My First AI Red Team: Grey Swan Hackathon

Grey Swan AI runs the largest AI red teaming network in the world. Their hackathons put anonymized models from companies like OpenAI, Anthropic, and Google DeepMind in front of participants and challenge them to find safety vulnerabilities. Past events have seen thousands of participants generate millions of attack attempts, with findings going directly into model safety cards before public release. When I heard about this one I signed up immediately.

I went in with zero red teaming experience. I'd done some reading online beforehand about how people approach this and the deeper principles behind why models behave the way they do under adversarial pressure. That research shaped how I thought about the problem.

Hackathon rules require exploits to stay private for 30 days so I won't be sharing specifics. But I want to write about the principles that clicked for me and what I took away from my first real exposure to AI safety work.

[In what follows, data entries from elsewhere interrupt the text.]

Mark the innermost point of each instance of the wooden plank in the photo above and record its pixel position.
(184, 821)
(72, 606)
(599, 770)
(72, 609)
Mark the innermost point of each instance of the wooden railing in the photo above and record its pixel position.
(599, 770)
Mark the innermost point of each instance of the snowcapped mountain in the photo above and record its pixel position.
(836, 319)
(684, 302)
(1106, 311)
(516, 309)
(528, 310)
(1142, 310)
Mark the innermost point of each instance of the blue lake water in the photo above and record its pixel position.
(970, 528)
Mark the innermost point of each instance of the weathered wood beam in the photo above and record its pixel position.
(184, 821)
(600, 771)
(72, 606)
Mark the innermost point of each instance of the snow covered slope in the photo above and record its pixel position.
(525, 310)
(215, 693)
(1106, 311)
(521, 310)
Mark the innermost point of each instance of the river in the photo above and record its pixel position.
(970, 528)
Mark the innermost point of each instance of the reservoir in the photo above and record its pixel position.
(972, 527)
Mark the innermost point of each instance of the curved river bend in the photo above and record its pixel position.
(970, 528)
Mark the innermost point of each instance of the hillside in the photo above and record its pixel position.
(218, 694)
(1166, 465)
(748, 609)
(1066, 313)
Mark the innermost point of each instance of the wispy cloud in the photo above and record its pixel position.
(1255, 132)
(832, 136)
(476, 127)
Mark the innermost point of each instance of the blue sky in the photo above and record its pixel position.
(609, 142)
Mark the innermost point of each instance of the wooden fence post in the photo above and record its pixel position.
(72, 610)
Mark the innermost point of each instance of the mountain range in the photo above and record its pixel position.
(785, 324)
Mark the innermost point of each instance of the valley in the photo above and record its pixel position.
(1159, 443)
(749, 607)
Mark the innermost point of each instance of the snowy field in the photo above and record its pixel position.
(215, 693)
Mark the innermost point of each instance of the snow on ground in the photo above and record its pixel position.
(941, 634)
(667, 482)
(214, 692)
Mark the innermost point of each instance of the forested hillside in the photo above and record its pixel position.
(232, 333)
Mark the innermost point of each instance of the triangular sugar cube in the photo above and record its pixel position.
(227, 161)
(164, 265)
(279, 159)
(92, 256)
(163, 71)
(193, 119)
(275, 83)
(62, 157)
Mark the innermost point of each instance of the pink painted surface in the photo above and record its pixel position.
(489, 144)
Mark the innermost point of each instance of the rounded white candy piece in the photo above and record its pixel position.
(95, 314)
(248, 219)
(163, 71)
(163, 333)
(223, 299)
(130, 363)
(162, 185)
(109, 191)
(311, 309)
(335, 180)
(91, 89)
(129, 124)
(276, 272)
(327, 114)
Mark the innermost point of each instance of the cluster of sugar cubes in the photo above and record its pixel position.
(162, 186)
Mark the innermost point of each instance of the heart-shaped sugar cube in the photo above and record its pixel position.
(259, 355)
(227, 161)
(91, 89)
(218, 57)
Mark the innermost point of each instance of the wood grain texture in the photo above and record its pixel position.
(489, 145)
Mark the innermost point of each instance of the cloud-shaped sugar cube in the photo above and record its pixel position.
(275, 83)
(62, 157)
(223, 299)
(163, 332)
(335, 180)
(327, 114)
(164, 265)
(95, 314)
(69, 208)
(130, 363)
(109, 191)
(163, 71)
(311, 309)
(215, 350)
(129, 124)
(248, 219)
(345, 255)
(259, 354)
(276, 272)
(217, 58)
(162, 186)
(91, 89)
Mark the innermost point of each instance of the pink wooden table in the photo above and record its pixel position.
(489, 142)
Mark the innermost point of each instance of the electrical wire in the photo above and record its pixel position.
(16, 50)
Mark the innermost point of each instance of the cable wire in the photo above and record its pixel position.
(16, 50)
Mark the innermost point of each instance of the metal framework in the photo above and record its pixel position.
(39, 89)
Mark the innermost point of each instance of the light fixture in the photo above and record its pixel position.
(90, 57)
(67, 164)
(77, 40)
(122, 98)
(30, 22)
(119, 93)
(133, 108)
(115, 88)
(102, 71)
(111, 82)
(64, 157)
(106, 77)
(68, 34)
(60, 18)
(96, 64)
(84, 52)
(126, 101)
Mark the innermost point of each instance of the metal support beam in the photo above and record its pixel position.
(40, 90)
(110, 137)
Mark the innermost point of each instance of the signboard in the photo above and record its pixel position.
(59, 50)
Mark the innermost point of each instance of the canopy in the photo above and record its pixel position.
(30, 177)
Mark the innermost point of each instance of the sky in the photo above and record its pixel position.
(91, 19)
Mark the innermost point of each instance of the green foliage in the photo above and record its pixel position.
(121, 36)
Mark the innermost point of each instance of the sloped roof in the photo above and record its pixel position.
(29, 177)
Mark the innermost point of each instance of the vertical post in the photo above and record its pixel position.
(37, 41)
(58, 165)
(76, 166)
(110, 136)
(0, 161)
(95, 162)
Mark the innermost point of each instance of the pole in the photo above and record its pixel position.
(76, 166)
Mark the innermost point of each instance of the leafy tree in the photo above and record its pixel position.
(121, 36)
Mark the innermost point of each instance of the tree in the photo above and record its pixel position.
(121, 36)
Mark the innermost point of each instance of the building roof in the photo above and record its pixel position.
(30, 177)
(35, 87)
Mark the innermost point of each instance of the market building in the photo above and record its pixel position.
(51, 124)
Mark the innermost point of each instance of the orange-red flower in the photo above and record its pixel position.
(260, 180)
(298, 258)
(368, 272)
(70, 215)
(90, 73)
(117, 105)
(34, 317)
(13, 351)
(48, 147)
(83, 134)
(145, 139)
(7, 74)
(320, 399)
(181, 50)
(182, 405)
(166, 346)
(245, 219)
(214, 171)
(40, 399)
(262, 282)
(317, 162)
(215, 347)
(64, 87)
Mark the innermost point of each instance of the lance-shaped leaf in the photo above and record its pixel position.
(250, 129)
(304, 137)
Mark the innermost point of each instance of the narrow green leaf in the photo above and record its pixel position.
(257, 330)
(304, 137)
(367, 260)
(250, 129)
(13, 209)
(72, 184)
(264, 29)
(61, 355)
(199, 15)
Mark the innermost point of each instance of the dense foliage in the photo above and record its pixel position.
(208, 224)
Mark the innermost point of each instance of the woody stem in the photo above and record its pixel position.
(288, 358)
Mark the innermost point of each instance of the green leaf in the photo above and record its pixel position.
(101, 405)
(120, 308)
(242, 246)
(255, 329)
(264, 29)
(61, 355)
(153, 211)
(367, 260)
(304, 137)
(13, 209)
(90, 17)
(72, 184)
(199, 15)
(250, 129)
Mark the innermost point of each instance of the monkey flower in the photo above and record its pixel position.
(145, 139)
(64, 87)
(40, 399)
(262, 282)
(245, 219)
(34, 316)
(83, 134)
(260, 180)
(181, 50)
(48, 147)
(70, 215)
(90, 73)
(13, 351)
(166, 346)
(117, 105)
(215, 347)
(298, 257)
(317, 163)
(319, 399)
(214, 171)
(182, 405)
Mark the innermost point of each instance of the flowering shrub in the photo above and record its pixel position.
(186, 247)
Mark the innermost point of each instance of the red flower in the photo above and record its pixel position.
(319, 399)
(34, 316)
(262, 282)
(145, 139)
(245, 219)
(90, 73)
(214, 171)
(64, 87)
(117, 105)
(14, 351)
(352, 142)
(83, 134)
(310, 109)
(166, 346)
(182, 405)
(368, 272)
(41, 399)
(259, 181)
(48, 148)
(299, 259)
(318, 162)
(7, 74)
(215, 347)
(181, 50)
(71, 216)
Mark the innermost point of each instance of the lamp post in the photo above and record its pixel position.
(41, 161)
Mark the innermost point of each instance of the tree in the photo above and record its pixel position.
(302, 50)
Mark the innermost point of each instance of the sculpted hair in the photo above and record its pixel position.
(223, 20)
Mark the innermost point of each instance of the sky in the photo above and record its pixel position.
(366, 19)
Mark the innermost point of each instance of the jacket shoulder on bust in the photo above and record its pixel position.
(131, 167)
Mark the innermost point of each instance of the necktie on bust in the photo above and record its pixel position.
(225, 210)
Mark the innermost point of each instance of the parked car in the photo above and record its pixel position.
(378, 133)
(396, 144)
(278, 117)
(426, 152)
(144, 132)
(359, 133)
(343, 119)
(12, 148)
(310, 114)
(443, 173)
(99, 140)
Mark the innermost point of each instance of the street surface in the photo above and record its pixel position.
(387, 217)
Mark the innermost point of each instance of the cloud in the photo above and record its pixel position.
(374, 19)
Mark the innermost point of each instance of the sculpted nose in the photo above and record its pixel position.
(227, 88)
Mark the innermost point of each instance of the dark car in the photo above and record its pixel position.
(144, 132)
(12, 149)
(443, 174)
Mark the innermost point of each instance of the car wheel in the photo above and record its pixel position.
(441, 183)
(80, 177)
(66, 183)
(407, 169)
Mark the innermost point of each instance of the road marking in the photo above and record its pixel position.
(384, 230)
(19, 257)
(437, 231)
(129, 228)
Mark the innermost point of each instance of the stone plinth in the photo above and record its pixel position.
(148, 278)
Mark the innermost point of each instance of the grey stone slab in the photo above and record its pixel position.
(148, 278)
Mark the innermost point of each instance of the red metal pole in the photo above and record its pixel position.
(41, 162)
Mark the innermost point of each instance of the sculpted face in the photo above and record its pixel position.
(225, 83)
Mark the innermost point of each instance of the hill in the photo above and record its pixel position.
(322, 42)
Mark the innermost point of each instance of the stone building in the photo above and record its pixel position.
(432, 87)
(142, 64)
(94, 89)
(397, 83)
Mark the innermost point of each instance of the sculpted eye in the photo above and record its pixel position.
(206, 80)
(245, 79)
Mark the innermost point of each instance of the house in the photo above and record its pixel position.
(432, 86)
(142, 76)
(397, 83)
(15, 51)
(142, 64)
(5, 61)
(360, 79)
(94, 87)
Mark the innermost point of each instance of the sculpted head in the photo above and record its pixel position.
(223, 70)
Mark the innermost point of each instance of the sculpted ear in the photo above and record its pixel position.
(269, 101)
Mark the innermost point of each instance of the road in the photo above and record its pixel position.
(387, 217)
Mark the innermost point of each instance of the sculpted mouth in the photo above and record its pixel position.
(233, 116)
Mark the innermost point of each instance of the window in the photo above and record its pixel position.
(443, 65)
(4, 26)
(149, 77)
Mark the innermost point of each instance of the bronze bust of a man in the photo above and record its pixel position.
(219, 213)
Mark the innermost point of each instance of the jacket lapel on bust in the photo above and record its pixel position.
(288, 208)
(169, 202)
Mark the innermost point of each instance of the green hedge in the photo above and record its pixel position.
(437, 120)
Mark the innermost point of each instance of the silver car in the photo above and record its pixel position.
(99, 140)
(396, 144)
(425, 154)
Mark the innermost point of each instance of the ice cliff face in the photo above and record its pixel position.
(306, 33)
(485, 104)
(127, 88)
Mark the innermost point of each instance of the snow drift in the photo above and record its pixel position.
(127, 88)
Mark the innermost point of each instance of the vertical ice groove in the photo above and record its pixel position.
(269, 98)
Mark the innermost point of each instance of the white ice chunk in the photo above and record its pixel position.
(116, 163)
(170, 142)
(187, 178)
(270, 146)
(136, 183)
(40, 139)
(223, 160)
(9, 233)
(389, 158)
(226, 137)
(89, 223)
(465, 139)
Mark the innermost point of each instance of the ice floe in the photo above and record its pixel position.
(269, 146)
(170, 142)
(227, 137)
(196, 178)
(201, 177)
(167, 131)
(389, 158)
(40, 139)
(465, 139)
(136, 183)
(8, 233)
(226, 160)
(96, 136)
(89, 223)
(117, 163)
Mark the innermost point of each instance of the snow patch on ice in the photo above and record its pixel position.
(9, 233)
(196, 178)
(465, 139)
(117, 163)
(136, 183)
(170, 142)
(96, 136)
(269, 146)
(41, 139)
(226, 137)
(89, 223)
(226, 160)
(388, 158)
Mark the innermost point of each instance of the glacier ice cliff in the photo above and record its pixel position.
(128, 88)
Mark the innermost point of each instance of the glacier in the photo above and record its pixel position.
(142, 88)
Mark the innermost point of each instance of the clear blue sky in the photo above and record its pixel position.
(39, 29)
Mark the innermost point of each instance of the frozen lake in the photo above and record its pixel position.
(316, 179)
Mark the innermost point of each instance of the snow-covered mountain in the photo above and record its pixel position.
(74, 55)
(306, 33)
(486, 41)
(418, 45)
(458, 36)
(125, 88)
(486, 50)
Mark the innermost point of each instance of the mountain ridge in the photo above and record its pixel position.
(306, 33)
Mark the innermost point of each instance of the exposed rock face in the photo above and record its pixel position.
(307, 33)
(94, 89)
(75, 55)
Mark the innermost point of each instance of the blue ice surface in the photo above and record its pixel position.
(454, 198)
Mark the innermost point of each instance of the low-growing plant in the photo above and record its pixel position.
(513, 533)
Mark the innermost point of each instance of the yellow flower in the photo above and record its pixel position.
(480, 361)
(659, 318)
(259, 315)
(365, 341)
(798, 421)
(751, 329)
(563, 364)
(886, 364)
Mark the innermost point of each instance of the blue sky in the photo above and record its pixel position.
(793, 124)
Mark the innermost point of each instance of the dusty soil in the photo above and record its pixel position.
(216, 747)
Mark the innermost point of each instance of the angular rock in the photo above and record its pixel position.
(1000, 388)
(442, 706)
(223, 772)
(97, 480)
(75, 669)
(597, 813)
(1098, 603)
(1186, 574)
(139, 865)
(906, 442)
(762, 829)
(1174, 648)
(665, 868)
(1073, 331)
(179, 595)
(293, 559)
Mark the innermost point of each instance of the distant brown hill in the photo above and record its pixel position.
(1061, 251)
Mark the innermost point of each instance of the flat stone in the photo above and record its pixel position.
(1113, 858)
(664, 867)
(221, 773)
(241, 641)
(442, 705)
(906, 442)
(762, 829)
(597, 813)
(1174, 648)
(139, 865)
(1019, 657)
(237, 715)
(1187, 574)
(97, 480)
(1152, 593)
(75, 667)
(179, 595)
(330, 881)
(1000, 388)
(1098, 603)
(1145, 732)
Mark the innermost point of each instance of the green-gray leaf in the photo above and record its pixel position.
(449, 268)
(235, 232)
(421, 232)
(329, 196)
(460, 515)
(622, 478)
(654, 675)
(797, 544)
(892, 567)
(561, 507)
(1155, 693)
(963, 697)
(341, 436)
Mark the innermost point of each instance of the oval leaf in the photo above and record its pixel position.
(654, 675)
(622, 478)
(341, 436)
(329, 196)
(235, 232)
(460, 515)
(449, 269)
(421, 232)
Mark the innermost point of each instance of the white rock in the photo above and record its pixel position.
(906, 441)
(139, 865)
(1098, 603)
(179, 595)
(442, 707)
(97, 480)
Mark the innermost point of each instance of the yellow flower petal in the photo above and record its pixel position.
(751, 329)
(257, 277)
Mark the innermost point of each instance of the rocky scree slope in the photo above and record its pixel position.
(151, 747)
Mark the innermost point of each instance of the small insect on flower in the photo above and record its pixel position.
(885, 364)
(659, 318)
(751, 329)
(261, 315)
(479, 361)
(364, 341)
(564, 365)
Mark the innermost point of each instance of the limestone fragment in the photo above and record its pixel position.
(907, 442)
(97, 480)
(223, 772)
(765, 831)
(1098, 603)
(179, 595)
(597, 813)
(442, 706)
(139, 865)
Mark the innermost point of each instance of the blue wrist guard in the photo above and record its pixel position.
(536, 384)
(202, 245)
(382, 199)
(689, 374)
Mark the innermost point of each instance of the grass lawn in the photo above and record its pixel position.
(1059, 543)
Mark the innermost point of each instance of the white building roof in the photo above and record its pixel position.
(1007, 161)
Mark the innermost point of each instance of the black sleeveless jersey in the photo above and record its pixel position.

What I Learned About How Models Enforce Safety

The biggest shift in my thinking was understanding that LLM safety isn't really a wall. It's a weight system. Every token you send carries a classification weight that the model checks against its safety training. The model is constantly predicting your intent based on the pattern of your conversation, not just the individual words.

There are very few absolute hard stops in any model's safety architecture. The rest is softer, contextual, and responsive to framing. The same word can trigger a refusal or pass cleanly depending on the conversational context that precedes it. The model's trust in your intent shifts dynamically across a conversation and that shift is where the real attack surface lives.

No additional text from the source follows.